Notre Dame du Port : entre arkose et nombre d’or
Fiche du : 01/03/1997
Le « Portus » était l’endroit où l’on « apportait » les marchandises et où se tenait le marché. C’est l’origine du nom de Notre-Dame du Port, qui s’est tout de même d’abord appelée Sainte Marie Principale, parce que le comte qui habitait le château voisin, se nommait le « princepts » (le premier).

Le clocher et l’abside de Notre-Dame du Port en 1830 (lithographie de Engelmann).

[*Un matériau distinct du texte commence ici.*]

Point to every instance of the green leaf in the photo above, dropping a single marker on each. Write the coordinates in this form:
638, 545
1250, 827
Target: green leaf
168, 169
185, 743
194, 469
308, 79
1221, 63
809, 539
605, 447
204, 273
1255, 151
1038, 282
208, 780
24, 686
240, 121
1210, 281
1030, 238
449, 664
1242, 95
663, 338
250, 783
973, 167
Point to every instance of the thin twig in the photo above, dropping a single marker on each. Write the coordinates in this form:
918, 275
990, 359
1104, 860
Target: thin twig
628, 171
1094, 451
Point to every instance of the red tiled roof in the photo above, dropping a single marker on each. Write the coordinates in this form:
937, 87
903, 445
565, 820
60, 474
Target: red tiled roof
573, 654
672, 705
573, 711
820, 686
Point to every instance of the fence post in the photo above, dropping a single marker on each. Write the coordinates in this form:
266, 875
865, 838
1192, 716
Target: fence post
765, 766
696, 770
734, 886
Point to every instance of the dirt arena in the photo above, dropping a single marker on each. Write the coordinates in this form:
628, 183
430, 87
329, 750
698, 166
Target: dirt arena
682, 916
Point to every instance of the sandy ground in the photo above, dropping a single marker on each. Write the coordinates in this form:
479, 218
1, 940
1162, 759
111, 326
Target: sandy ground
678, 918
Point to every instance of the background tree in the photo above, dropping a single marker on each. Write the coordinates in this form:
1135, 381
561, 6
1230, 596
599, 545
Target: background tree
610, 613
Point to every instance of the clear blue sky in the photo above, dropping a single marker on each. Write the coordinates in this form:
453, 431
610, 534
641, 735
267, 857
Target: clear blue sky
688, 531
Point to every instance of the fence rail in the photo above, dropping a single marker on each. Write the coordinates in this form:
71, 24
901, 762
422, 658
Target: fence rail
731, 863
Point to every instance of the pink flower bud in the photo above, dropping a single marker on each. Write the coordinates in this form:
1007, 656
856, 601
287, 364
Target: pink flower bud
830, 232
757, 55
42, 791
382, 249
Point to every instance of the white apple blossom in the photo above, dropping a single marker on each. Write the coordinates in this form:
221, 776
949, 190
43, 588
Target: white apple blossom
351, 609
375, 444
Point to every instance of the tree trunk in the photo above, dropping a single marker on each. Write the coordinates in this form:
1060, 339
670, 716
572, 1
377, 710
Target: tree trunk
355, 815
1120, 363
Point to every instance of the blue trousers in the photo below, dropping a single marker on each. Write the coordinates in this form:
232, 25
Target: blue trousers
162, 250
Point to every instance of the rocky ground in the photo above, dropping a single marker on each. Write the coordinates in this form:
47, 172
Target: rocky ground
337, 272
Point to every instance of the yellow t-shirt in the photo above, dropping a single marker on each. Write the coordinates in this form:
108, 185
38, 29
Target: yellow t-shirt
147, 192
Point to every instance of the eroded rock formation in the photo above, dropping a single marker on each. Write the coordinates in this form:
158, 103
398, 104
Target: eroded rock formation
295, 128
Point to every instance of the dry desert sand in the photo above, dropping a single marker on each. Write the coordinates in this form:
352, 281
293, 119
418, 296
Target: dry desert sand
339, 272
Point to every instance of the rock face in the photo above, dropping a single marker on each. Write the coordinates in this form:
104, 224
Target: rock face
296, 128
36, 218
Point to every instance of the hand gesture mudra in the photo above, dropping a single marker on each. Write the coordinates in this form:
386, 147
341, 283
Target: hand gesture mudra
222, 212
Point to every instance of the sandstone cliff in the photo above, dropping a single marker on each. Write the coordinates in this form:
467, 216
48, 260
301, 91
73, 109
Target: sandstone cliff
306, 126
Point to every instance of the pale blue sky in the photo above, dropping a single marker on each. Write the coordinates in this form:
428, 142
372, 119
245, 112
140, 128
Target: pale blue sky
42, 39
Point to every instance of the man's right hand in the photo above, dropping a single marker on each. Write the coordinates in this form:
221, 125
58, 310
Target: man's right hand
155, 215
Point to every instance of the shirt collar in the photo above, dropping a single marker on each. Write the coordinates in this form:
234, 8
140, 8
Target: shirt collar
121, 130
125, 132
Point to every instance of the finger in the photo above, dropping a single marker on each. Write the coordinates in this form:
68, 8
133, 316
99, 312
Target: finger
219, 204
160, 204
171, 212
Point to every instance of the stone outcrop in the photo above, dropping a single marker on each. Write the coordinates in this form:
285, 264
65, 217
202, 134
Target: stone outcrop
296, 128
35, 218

Au VIe siècle, une première église est édifiée en l’honneur de la Vierge Marie. Détruite par les Normands au IXe siècle, elle est restaurée peu après et servira se base à l’église romane actuelle construite au XIIe siècle. La surprenante unité des matériaux, du plan et du style (les grandes églises du Moyen Âge s’édifiaient sur de nombreuses années, voire des siècles, ce qui entraînait des ruptures architecturales) laisse penser qu’elle fut construite d’un seul tenant. Réalisé en arkose blonde – les carrières de Volvic ne furent ouvertes qu’à la fin du XIIe siècle, l’édifice s’élève selon des proportions exceptionnellement harmonieuses. Guy Mourlevat a vu là (et l’a vérifié par de nombreuses mesures tant en plan qu’en élévation) une application du mystérieux « nombre d’Or », cette proportion idéale chargée d’un potentiel symbolique, esthétique et mystique. En 1478, un violent tremblement de terre détruisit le clocher du transept qui n’est reconstruit qu’en 1843 en même temps que l’on remplaça les tuiles du toit par des dalles de Volvic. Un déplorable clocher en lave avait déjà été élevé au-dessus du narthex entre 1823 et 1825. Quant aux pierres multicolores formant la marqueterie du revêtement visible au chevet de l’église, ce ne sont pas des marbres venus de loin comme on en employait aux temps mérovingiens, mais des matériaux trouvés sur place : grès, laves, scories noires ou rougeâtres. Alliées aux damiers superposés, aux modillons qui soutiennent les corniches, elles constituent un décor inspiré de Rome, de Syrie et de l’Espagne musulmane, rappelant notamment celui de la mosquée de Cordoue antérieure de 400 ans aux églises romanes d’Auvergne. Depuis sa fondation, Notre Dame du Port n’a pas cessé de recevoir les hommages des habitants de Clermont comme des pèlerins étrangers. La tradition de la procession du premier dimanche suivant le 15 mai remonte à 1614 lorsque 8000 personnes décidèrent d’organiser une procession le jour de l’Ascension, après un hiver désastreux. L’année 1615 apporta une telle abondance de blé et de vin que le 15 mai fut déclaré fête solennelle et chômée.
D’importants travaux de rénovation de l’édifice sont en cours et on peut apprécier ceux réalisés à l’extérieur (notamment le chevet) à partir d’un belvédère accessible librement de juin à septembre et sur demande pour les groupes à l’office du Tourisme aux autres périodes. Fléchage à partir du parvis.
L’intérieur sera fermé au public à partir de septembre 2006 pour des travaux importants de remise dans l’état où elle était en 1900, avec toutes ses couleurs d’origine. Pendant au moins deux ans, il faudra se contenter d’une visite virtuelle à travers une exposition présentée dans une boutique de la rue du Port.